We thanked Margie and her crew for a delicious meal and announced that we needed to be on our way. It was after 3pm and we were already an hour or so behind schedule. Furthermore, we dreaded putting JJ back in the car and didn't want to prolong the inevitable. He put up a good fight, but not good enough. We hoped that a full tummy would encourage a little nap time.
This place was across the street from Margie's. We got a good chuckle out of it. Only in the south!
Back on the road, we headed toward the southern border of Oklahoma. We were looking forward to this evening's camping spot. Lake Murray State Park also had miniature golf and a playground. Sure can't beat the $12 site fee! We were hoping to get a campsite near Elephant Rock or Cedar Cove--located near the amenities, but it was first come, first served. It looked like a pretty big park and we hoped that with it being a Tuesday, we wouldn't have to fight a lot of crowds.

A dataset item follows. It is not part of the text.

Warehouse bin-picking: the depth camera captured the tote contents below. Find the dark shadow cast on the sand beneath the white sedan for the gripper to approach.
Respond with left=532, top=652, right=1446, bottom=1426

As we traveled the next couple of hours, we shouldn't have been at all surprised that we drove right into another storm. This was at 6:20pm. We would be stopping shortly for the night. But it clearly wouldn't be at the campground. Blasted weather! It got the best of us this time around, for sure!
We found a Best Western near the highway and I prayed I'd have similar fortune as I did the night before with a compassionate front desk attendant. I jumped out and gave my weary smile and moving-from-Oregon spiel. The lady said she could get us into a room with 2 queens and they could bring in a cot. I quickly calculated the number of beds per people ratio and figured we could put a kid (or two) on the floor. So I agreed to take it. Compared to the room the night before, it was about $40 cheaper--and then when we saw it, we realized it was also about 40 square feet smaller!! Seriously--it had two queen beds with just enough space in between for a small night stand, and one small, little cushioned chair in the corner by the front window. I had my doubts that a cot would even unfold in that room. It was gonna be the night of sardines. But with the thunder crackling and lightning flashing across the sky with another storm rolling in behind us, there was no other option. We'd make it work. We hurriedly brought in our things and it was not a moment too soon before the deluge of rain descended. This was taken from our motel room door in between downpours.
Dinner was conducted in the same way it was the night before. The jet boil was set up in the bathroom and we ate our planned Mountain House dehydrated dinners. It was pretty late already, so we ate dinner and basically crawled into bed. We squeezed the cot parallel to the first bed right in front of the door. Fire hazard? Probably. Jake (who had a pretty bad headache and wasn't feeling well) was assigned to the cot. Cooper took the cushioned (non-reclining) chair in the corner. He extended his feet and rested them at the top of the cot near Jake's head. (Thank goodness he's short!). We gave Cooper a blanket off our bed. The three littles shared a bed like they did the night before. Although with the thunder and lightning, JJ didn't stay in his bed for long and found his way to us. At least we were clean and dry and safe.
One more day. One more half-day of driving and we'd be in College Station. We were soooo close.